Hawaii GOP Rep. Charles Djou, who won his seat in a special election last month, says he's "disappointed" that Mr. Obama has failed to waive the Jones Act, an antiquated 1920 law mandating that goods shipped between U.S. ports be handled by U.S.-built and -owned ships manned by U.S. crews. Unions fiercely support the law as a means of preserving U.S. jobs. In this case, though, the law might be hindering the recovery of hundreds of thousands of Gulf Coast jobs.
Mr. Obama could issue a full waiver of the Jones Act, but failed even to mention the law in his speech last night. In the wake of Hurricane Katrina in 2005, the Bush administration didn't hesitate to waive the law completely in an emergency. Congressman Djou says a waiver is essential in spurring the Gulf Coast cleanup. The Houston Chronicle reports that several countries offered to send sophisticated equipment immediately after the spill but were turned down. The Dutch government offered ships fitted with oil-skimming booms three days after the leak began. Geert Visser, the consul general for the Netherlands in Houston, said the answer from the Obama administration was "Thanks, but no thanks."

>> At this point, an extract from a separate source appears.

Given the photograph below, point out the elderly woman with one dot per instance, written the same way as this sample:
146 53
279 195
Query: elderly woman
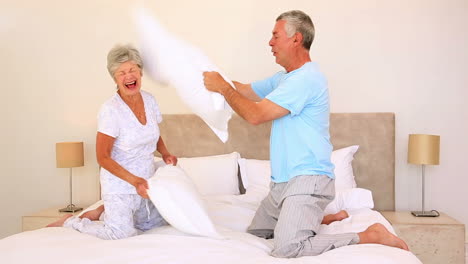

Later, the administration relented, allowing U.S. ships to be outfitted with Dutch skimming booms that can remove 20,000 tons of oil and sludge a day. "At that rate, how much more oil could have been removed from the Gulf during the past month?" asks the Chronicle. The paper notes that some offers of help from other countries still haven't been accepted.
The Jones Act may also have played a role in delaying the construction of sand barriers to protect the fragile Louisiana coast. Mr. Visser, the Dutch consul, says American dredging companies, which lack the dike-building expertise of the Dutch, rebuffed Dutch offers of help, which might have meant running afoul of the Jones Act.
For the longer term, Mr. Djou is about to introduce a bill to exempt his home state of Hawaii from the law. Hawaii is hit hardest by the law because most goods arrive by sea. Despite the political power of unions locally, Mr. Djou is pressing forward. He told Malia Zimmerman of the Hawaii Reporter this week: "If it comes down to fighting for special interest or the people's interest, I will fight for the people's interest." Too bad President Obama won't see things the same way and waive the Jones Act in the current emergency.